Cell sensing of physical properties at the nanoscale: Mechanisms and control of cell adhesion and phenotype.

The chemistry, geometry, topography and mechanical properties of biomaterials modulate biochemical signals (in particular ligand-receptor binding events) that control cells-matrix interactions. In turn, the regulation of cell adhesion by the biochemical and physical properties of the matrix controls cell phenotypes such as proliferation, motility and differentiation. In particular, nanoscale geometrical, topographical and mechanical properties of biomaterials are essential to achieve control of the cell-biomaterials interface. The design of such nanoscale architectures and platforms requires understanding the molecular mechanisms underlying adhesion formation and the assembly of the actin cytoskeleton. This review presents some of the important molecular mechanisms underlying cell adhesion to biomaterials mediated by integrins and discusses the nanoscale engineered platforms used to control these processes. Such nanoscale understanding of the cell-biomaterials interface offers exciting opportunities for the design of biomaterials and their application to the field of tissue engineering. STATEMENT OF SIGNIFICANCE: Biomaterials design is important in the fields of regenerative medicine and tissue engineering, in particular to allow the long term expansion of stem cells and the engineering of scaffolds for tissue regeneration. Cell adhesion to biomaterials often plays a central role in regulating cell phenotype. It is emerging that physical properties of biomaterials, and more generally the microenvironment, regulate such behaviour. In particular, cells respond to nanoscale physical properties of their matrix.

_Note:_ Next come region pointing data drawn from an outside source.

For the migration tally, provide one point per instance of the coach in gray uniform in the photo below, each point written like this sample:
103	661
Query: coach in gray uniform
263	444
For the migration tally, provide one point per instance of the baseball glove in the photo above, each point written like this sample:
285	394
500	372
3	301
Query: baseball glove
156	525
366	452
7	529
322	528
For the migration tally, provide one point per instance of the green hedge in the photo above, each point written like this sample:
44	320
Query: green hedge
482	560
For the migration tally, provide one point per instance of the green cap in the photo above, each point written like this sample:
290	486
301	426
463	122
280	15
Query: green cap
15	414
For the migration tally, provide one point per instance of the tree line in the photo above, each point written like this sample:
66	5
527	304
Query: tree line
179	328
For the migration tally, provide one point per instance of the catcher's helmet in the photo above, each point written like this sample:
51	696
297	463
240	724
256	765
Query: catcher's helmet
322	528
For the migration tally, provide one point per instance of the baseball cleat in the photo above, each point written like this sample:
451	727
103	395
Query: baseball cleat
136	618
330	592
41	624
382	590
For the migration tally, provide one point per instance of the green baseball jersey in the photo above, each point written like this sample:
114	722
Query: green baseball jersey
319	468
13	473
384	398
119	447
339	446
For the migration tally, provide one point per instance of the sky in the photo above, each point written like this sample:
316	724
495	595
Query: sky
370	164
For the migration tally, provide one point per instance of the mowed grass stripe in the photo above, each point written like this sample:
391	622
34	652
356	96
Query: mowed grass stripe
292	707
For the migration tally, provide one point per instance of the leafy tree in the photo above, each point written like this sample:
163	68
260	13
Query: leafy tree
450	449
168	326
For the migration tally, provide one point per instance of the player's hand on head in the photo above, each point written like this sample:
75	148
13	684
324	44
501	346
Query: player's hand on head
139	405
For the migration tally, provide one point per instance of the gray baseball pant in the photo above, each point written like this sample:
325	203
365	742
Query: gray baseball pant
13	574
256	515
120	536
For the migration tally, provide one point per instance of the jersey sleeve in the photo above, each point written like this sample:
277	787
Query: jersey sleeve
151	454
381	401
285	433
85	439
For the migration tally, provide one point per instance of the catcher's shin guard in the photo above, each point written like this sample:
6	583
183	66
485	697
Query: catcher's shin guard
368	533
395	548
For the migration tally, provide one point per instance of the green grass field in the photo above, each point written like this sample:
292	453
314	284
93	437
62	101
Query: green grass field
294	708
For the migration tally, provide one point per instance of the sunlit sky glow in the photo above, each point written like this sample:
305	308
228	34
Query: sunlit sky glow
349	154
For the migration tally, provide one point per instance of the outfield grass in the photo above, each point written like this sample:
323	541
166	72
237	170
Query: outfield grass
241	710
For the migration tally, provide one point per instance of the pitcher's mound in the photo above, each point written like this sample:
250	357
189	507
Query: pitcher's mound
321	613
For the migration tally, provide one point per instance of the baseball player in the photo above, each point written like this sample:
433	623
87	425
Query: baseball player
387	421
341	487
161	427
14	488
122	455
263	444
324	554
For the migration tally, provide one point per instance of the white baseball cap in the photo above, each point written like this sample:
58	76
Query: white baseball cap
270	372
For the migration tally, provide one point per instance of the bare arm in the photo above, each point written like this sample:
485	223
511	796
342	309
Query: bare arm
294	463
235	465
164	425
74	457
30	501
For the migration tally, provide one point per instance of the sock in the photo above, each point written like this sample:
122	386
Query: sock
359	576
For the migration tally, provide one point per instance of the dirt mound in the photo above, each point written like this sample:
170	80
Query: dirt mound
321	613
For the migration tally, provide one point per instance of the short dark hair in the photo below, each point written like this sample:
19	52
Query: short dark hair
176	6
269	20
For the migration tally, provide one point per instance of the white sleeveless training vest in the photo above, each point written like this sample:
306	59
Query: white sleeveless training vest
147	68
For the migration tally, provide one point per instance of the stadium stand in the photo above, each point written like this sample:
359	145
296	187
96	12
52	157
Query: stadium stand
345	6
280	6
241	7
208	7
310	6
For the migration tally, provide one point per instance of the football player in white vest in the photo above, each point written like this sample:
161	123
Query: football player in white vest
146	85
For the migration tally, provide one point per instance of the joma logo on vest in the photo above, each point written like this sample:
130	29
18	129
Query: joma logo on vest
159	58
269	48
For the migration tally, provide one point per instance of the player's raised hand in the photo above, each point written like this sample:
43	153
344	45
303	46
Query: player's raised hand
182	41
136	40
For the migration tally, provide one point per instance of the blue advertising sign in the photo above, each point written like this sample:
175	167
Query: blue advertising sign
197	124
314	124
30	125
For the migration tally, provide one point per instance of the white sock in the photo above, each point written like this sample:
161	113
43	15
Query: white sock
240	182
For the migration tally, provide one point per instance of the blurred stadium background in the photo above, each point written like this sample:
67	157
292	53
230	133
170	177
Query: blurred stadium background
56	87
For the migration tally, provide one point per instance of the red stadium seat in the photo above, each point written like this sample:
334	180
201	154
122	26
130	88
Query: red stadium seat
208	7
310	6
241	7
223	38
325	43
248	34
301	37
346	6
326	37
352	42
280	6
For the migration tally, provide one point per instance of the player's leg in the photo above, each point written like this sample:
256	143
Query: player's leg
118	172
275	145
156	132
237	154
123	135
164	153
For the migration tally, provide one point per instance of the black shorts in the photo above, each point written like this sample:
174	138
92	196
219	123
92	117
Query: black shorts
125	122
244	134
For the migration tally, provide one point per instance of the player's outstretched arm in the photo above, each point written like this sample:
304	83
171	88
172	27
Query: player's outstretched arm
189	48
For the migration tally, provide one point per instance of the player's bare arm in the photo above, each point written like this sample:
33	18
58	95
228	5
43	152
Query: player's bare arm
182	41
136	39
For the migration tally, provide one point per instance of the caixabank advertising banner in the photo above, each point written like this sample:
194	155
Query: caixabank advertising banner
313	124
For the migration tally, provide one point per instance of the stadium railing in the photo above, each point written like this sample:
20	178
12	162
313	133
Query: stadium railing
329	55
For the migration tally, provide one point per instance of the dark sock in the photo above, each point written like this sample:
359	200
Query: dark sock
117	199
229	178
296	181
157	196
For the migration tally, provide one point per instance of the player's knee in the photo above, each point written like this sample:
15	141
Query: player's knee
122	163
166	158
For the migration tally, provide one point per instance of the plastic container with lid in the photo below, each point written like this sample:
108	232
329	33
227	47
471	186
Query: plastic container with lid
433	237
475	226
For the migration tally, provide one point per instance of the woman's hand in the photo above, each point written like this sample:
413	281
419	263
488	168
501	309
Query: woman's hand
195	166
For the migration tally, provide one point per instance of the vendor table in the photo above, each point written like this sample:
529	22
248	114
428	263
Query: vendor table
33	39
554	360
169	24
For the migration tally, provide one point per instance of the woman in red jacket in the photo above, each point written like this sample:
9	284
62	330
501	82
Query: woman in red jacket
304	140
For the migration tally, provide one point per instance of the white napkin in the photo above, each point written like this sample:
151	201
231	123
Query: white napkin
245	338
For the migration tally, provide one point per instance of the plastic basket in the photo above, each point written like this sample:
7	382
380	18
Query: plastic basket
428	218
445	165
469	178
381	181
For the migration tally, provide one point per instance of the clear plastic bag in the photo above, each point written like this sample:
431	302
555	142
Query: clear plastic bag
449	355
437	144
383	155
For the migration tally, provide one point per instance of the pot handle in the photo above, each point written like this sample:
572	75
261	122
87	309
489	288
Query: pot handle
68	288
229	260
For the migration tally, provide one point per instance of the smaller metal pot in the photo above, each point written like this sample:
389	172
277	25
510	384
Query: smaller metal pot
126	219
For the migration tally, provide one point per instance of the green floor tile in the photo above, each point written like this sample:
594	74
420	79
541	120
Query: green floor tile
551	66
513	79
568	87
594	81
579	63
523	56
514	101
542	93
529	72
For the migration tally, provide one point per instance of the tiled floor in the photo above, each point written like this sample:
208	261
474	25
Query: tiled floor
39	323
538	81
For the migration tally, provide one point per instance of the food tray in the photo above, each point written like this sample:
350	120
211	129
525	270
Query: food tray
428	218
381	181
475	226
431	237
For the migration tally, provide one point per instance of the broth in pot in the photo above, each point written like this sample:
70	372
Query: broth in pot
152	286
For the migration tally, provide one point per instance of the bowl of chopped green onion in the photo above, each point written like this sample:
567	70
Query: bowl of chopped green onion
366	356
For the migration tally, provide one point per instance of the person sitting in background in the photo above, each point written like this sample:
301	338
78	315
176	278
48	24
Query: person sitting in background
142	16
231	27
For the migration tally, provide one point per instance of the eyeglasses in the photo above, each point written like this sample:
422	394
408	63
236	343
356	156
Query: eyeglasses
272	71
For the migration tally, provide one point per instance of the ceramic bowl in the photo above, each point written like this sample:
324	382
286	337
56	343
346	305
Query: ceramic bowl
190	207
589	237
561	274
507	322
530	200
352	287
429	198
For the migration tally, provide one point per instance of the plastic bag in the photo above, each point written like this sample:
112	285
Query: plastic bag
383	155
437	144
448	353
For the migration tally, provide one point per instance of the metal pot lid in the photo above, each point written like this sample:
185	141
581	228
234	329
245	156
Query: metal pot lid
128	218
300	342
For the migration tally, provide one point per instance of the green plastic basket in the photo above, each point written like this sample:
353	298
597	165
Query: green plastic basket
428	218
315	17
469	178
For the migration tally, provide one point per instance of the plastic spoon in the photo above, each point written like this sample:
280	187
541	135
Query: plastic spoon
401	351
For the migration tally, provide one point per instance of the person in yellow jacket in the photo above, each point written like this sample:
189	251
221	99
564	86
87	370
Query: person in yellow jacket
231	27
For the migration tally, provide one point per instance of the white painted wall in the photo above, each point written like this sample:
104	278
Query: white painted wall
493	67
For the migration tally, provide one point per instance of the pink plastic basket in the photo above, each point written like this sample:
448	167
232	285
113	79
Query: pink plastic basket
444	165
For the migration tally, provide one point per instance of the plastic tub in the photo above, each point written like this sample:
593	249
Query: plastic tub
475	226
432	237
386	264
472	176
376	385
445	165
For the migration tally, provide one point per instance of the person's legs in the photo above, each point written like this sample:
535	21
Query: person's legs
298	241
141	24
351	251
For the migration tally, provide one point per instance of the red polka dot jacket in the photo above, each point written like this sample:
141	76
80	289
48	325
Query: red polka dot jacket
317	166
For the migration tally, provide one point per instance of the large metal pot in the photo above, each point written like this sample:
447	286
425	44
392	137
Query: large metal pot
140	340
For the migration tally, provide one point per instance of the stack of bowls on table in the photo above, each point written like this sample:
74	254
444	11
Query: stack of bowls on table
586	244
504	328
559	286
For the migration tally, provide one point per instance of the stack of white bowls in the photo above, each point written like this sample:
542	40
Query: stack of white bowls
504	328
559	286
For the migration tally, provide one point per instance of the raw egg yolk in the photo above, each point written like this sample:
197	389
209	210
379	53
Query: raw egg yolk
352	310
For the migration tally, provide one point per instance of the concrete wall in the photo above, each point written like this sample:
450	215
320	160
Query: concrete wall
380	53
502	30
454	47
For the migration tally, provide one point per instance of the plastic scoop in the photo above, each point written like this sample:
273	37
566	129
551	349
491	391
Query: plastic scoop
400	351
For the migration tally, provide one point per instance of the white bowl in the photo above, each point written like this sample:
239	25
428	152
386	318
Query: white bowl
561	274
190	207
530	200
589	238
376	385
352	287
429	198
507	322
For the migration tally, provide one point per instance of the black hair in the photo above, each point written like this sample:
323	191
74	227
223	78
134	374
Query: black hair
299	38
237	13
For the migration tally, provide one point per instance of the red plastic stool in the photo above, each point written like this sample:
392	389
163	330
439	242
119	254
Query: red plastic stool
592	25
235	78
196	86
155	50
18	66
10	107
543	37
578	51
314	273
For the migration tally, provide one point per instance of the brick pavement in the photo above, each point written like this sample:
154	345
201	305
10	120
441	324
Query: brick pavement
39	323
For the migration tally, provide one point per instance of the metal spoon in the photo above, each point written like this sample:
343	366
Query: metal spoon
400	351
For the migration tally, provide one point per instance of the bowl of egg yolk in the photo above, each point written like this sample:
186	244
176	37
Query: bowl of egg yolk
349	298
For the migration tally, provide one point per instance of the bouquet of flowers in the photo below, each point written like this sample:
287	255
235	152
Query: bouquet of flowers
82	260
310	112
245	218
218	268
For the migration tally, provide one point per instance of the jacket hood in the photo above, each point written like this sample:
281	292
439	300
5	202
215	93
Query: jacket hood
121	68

Understanding how such nanoscale physical properties control cell adhesion is therefore essential for biomaterials design. To this aim, a deeper understanding of molecular processes controlling cell adhesion, but also a greater control of matrix engineering is required. Such multidisciplinary approaches shed light on some of the fundamental mechanisms via which cell adhesions sense their nanoscale physical environment.